Like Mastriano and Finchem, he was involved with a fraudulent election document attempting to award Nevada’s six electoral votes to Trump instead of Biden, which was submitted to Congress and the National Archives. Marchant doesn’t have Trump’s endorsement but has said Trump allies encouraged him to run.
Marchant’s website states that his “number one priority will be to overhaul the fraudulent election system.” He has said he supports changes to state law to allow the legislature to override the secretary of state’s certification of an election.
Wisconsin
Wisconsin is one of nine states with a board or commission in charge of election oversight instead of just the secretary of state, but conservative leaders there are pushing to dismantle the bipartisan election commission.
State Rep. Amy Loudenbeck, the Republican front-runner for secretary of state, said she supports taking power away from the panel, which she has blasted as “broken,” and handing it over to the office she is seeking.
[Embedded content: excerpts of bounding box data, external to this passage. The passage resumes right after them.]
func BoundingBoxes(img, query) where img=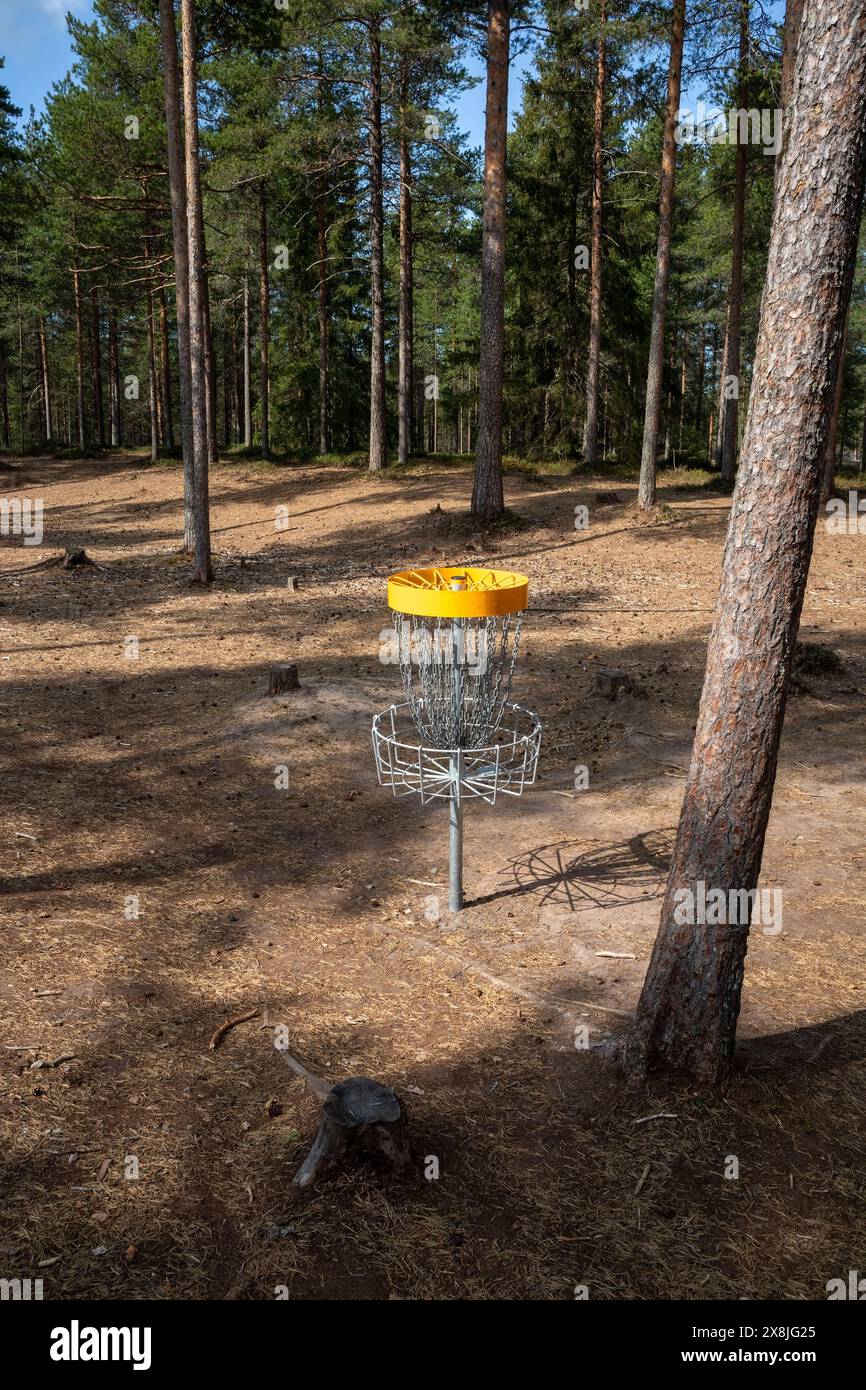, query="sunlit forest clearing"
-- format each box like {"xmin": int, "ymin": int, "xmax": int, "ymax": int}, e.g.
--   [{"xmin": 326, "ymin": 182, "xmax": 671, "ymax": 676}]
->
[{"xmin": 0, "ymin": 0, "xmax": 866, "ymax": 1301}]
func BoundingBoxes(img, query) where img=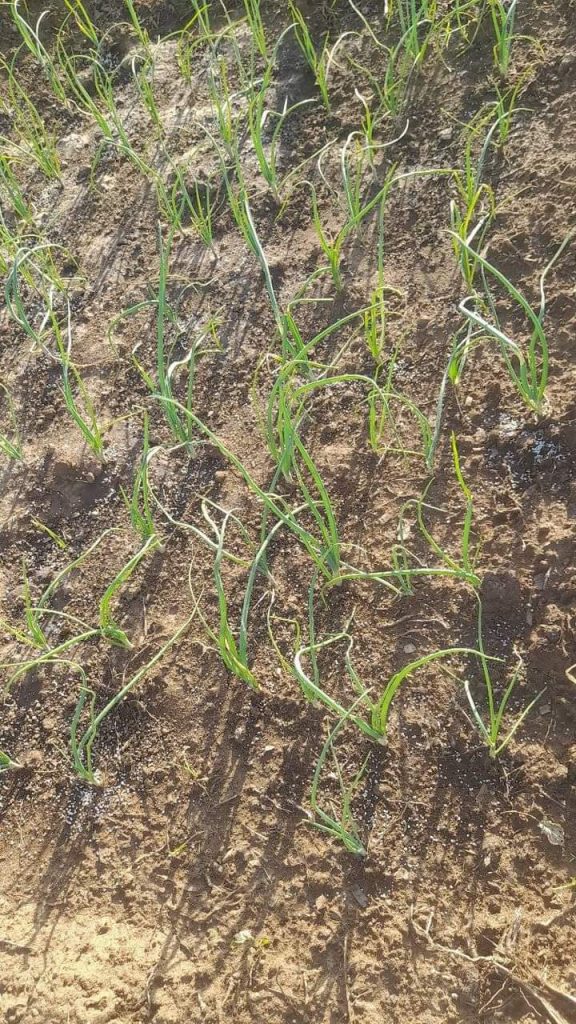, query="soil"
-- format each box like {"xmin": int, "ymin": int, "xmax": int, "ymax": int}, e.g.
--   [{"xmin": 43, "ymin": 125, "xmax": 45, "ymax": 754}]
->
[{"xmin": 0, "ymin": 0, "xmax": 576, "ymax": 1024}]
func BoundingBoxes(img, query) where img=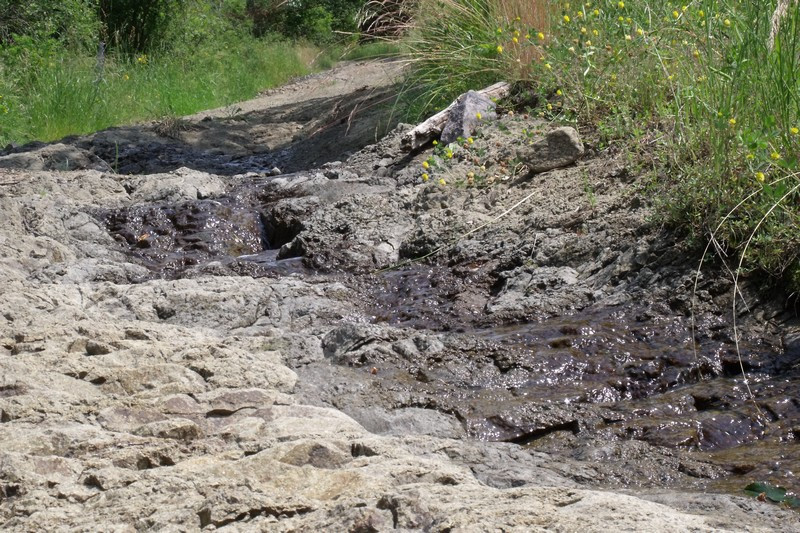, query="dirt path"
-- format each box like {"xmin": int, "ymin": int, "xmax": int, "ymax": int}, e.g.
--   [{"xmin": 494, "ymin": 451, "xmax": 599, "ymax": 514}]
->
[{"xmin": 0, "ymin": 62, "xmax": 800, "ymax": 532}]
Nearly a dozen other states, meanwhile, have also attempted to diminish secretaries of states’ authority over elections or shifted aspects of administration to highly partisan bodies in the wake of the 2020 election.
In a sign of the fractured times, Wisconsin’s state GOP on Saturday opted not to endorse any candidates for statewide office ahead of the primary on Aug. 9.
Michigan
Trump, in Michigan, has backed Kristina Karamo, a community college professor who won her party’s nomination at a convention last month. She gained prominence after claiming, without evidence, that she’d witnessed irregularities in processing mail-in ballots while working as an election observer in Detroit in 2020.
Karamo will face Michigan Secretary of State Jocelyn Benson, a Democrat and former law school dean seeking her second term, whom Trump has attacked as “rogue.”
Benson faced an onslaught of criticism in the wake of the 2020 election and told NBC News last week, for the first time publicly, that Trump said in a White House meeting she should be arrested for treason and executed. A Trump spokesperson said Benson was lying, but Benson said the experience showed her “there was no bottom to how far he [Trump] and his supporters were willing to stoop to overturn or discredit a legitimate election.”
Simon, a neighboring Democratic secretary of state, told ABC News that all voters, including Trump supporters, should be concerned with the election-denier trend.
“No matter what issue you care about the most, you’re not going to get very far unless you have free and fair elections,” Simon said. “You want people running them who are going to be fair.”